At sentencing, the government presented a witness who testified that my
client had bought and sold drugs on numerous other occasions. This witness
had a long criminal history, including a conviction for killing a man, and
he was testifying to satisfy his obligations as part of a sweetheart plea
bargain he had received in another case. My client had no prior criminal
record. This testimony was not presented to a jury and was not proved other
than by the testimony of this one convicted felon. Furthermore, my client
had received no notice that the government was going to present this
evidence until after he had already pleaded guilty to the other charge. The
sentencing judge accepted the felon's testimony and sentenced my 22-year-old
client to more than 24 years in prison, without parole. This was more than
twice the sentence that he should have received.

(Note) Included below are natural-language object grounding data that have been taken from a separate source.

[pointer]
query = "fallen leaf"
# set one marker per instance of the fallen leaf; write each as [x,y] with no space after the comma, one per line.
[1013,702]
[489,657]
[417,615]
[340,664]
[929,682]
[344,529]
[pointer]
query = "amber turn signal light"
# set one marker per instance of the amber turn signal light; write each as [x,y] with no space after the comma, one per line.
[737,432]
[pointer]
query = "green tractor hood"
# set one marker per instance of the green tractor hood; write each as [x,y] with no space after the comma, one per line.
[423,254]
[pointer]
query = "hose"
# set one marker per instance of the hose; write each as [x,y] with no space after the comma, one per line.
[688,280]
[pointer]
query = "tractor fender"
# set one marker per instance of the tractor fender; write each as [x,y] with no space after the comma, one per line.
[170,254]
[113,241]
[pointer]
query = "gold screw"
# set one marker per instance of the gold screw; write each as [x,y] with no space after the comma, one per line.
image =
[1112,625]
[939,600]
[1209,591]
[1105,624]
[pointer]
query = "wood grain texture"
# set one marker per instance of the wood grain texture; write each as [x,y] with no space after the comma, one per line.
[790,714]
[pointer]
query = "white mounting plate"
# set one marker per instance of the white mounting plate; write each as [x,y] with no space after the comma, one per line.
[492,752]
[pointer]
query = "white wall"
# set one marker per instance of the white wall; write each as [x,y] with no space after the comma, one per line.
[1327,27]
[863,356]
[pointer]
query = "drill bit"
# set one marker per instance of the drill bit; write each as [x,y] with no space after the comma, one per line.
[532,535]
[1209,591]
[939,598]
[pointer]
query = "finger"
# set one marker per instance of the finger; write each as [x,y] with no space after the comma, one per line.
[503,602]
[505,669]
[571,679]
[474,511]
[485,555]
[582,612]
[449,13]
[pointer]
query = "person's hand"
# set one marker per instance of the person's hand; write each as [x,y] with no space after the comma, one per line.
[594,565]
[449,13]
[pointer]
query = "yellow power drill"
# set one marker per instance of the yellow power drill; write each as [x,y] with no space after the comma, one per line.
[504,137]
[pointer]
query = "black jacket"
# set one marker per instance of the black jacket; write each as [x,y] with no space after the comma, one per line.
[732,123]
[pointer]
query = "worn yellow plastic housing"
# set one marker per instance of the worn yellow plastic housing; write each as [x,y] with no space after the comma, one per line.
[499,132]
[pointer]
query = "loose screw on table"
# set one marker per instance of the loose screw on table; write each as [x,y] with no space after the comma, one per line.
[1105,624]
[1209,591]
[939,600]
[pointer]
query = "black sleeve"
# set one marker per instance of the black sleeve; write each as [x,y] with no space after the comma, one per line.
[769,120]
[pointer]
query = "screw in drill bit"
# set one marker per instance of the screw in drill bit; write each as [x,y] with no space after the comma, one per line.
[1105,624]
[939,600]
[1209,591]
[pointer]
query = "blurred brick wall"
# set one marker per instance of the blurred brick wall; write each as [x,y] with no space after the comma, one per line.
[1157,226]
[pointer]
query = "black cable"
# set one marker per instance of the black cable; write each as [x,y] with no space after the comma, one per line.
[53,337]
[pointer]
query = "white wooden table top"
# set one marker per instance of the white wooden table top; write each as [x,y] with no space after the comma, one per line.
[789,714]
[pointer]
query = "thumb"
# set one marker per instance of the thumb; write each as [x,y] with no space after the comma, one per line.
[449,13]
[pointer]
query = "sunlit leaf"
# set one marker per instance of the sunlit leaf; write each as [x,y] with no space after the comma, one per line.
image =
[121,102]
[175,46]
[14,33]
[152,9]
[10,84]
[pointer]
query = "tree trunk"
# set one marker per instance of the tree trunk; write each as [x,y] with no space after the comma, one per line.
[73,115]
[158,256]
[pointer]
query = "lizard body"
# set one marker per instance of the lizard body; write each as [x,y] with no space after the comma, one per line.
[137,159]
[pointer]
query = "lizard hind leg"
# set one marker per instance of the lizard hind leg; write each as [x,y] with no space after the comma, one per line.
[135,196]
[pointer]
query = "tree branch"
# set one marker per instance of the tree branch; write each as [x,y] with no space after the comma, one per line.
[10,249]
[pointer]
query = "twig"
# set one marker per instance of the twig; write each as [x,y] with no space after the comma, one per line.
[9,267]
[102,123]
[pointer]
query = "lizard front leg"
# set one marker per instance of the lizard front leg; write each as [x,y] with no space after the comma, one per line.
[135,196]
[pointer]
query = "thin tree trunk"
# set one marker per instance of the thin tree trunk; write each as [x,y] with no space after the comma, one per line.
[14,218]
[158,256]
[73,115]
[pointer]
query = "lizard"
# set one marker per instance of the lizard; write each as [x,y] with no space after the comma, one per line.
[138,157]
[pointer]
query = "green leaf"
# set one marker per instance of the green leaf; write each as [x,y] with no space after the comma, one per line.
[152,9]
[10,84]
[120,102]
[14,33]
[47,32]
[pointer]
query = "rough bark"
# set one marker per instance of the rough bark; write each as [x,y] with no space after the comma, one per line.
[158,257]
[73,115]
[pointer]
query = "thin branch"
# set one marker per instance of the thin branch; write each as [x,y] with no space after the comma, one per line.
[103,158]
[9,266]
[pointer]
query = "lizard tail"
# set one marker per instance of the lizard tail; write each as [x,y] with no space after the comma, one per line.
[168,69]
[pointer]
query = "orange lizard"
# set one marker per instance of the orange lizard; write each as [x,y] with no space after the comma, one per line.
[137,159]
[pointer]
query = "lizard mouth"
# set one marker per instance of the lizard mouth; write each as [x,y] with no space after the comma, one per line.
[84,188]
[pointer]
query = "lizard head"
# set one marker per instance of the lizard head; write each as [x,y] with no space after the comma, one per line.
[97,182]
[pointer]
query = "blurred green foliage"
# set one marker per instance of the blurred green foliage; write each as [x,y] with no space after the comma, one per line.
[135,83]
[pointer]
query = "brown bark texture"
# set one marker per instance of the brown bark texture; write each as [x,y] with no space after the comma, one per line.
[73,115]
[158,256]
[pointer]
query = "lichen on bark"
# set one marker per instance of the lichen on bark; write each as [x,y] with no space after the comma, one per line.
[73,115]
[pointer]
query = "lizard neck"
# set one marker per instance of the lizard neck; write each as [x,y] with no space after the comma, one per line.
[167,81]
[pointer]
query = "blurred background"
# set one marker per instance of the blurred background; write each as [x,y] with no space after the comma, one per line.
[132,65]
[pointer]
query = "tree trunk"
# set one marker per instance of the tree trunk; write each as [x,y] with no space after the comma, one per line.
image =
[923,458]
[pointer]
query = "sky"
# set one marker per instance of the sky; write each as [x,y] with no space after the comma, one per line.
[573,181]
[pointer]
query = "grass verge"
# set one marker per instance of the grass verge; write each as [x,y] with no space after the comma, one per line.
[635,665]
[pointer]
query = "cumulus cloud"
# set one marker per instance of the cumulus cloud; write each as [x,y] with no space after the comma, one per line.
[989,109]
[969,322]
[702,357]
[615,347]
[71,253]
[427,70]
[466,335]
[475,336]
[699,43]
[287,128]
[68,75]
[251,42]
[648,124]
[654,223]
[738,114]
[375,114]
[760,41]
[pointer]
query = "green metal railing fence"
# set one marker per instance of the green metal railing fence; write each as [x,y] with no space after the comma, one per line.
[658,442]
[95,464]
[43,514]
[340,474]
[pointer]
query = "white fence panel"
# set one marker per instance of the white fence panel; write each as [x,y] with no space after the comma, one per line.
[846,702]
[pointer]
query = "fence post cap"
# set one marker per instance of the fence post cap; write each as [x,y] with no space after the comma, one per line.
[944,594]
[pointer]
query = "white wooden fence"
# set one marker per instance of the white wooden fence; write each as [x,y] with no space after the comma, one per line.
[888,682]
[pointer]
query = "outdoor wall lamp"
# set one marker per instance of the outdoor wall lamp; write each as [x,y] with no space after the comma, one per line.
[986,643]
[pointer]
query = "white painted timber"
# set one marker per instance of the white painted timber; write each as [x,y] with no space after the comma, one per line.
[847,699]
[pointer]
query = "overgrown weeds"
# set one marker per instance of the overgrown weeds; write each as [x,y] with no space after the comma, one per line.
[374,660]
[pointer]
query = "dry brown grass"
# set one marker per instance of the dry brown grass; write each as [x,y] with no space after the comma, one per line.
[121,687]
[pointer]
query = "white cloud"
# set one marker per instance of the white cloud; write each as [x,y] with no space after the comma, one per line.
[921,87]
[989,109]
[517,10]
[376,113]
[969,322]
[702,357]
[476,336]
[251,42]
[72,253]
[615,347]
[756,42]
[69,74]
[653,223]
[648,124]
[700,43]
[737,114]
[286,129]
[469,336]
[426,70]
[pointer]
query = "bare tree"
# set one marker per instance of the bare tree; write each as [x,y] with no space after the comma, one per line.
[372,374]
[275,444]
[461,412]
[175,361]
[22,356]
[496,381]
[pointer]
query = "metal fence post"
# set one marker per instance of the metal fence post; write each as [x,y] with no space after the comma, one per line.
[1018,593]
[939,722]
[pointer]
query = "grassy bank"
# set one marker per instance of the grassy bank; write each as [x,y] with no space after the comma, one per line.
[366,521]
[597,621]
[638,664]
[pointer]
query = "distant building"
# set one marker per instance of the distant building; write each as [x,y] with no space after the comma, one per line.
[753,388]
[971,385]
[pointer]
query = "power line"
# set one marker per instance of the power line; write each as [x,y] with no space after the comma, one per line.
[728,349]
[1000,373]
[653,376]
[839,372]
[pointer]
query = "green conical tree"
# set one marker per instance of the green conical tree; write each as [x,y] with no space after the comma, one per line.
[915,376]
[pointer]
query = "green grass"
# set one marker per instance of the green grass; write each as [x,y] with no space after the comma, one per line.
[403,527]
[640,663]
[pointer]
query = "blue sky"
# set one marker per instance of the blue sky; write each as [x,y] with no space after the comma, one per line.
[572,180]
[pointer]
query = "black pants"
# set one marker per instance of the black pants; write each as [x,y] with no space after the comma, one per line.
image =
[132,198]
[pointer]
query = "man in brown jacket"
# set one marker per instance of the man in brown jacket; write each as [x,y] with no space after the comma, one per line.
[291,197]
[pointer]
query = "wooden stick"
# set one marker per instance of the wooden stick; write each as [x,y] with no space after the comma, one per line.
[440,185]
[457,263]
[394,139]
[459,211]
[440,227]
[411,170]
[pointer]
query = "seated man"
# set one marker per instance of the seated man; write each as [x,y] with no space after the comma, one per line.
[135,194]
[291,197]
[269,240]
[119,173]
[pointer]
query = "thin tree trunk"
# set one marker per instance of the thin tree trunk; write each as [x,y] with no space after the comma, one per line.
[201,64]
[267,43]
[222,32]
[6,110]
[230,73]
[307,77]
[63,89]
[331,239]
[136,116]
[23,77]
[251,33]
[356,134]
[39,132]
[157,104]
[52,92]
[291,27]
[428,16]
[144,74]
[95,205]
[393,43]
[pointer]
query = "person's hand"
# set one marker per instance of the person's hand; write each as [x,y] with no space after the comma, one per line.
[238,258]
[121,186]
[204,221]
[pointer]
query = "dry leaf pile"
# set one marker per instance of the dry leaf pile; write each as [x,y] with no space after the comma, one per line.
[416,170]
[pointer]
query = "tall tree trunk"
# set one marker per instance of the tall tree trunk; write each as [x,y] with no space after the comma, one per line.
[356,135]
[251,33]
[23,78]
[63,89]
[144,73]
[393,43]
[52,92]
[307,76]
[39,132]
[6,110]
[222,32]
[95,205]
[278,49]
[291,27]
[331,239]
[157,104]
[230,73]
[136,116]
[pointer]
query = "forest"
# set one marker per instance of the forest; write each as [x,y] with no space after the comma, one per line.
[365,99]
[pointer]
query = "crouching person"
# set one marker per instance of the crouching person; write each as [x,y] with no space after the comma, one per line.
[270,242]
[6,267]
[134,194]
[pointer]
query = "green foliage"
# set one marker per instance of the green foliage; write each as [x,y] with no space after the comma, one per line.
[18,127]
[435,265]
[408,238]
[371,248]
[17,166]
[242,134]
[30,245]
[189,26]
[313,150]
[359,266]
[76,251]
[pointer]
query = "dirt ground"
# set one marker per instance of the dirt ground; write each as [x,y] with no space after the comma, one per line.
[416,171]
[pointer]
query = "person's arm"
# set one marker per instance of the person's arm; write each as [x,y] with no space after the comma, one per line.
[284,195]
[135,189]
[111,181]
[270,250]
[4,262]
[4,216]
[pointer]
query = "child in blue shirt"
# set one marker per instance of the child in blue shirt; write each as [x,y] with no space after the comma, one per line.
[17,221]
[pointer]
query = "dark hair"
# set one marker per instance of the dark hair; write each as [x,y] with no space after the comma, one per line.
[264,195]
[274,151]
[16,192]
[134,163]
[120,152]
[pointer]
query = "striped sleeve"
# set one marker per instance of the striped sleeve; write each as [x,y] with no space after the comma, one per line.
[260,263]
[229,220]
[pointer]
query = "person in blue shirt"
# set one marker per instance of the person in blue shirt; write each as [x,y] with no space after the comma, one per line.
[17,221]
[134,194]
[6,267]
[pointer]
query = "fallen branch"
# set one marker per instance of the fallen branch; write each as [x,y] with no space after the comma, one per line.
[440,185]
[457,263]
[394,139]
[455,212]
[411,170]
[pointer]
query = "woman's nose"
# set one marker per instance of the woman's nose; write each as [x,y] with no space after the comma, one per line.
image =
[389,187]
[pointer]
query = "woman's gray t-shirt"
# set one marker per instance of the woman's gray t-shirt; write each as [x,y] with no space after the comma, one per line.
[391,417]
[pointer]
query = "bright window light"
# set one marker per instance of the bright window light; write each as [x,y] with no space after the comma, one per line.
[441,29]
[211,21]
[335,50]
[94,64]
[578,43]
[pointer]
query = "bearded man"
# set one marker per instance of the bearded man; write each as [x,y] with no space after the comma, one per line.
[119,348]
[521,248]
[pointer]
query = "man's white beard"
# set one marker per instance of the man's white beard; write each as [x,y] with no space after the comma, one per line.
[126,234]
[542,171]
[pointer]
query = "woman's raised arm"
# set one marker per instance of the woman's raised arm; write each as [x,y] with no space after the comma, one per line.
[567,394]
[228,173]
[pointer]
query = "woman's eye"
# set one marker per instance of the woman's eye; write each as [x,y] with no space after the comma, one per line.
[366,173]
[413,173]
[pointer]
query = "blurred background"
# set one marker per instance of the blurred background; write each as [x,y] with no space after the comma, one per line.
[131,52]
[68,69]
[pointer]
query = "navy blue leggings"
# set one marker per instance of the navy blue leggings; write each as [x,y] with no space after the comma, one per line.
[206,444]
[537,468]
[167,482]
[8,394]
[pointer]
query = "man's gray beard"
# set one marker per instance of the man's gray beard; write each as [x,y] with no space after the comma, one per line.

I appealed, arguing that the sentence violated the U.S. Constitution for
several reasons, including the Fifth Amendment right to fair notice of the
charges by presentment or indictment, the Sixth Amendment right to be
informed of the nature and cause of the accusation, the Sixth Amendment
right to trial by jury, and the Fifth Amendment right to due process of law.
These were not novel arguments. They had been made by many lawyers before
me, and they have been made by many lawyers since my case. The appeals court
and Supreme Court didn't want to hear it in 1996, but this week they finally
listened.

Why does it take the U.S. Supreme Court 19 years to realize that a law is
blatantly unconstitutional? Why do they ignore the arguments of hundreds of
lawyers before they finally get it? Some would instinctively reply that the
court has changed, and the more liberal members struck down the guidelines
this week. Not so. Seven of the nine current justices were appointed by
Republican presidents, and the two most conservative justices, Scalia and
Thomas, voted with the majority to strike down the guidelines. No new
justices have been appointed since the Supreme Court rejected my similar
appeal in 1996.

I believe the slow action by the Supreme Court reflects more of a societal
problem. A counselor at the federal prison in Beckley once told me that
nearly all of their inmates were young black men doing more than 20 years
for drug crimes. The guidelines punish crack cocaine 100 times more severely
than powder cocaine, even though the drugs are chemically the same. Crack is
cheaper and is the drug more likely to be used by minorities and poor
whites. Powder cocaine is more expensive and more likely to be used by
affluent white people. If the drugs carried the same punishment, and our
federal prisons had filled up over the years with rich white kids doing long
sentences, I suspect that it would not have taken the Supreme Court as long
to strike the law down.

- -

On a less serious note, the other day I asked my 2-year-old son what he was
going to be when he grew up. His response: "Happy."

- - Burnette, a Lewisburg attorney, is a former 11th District state senator.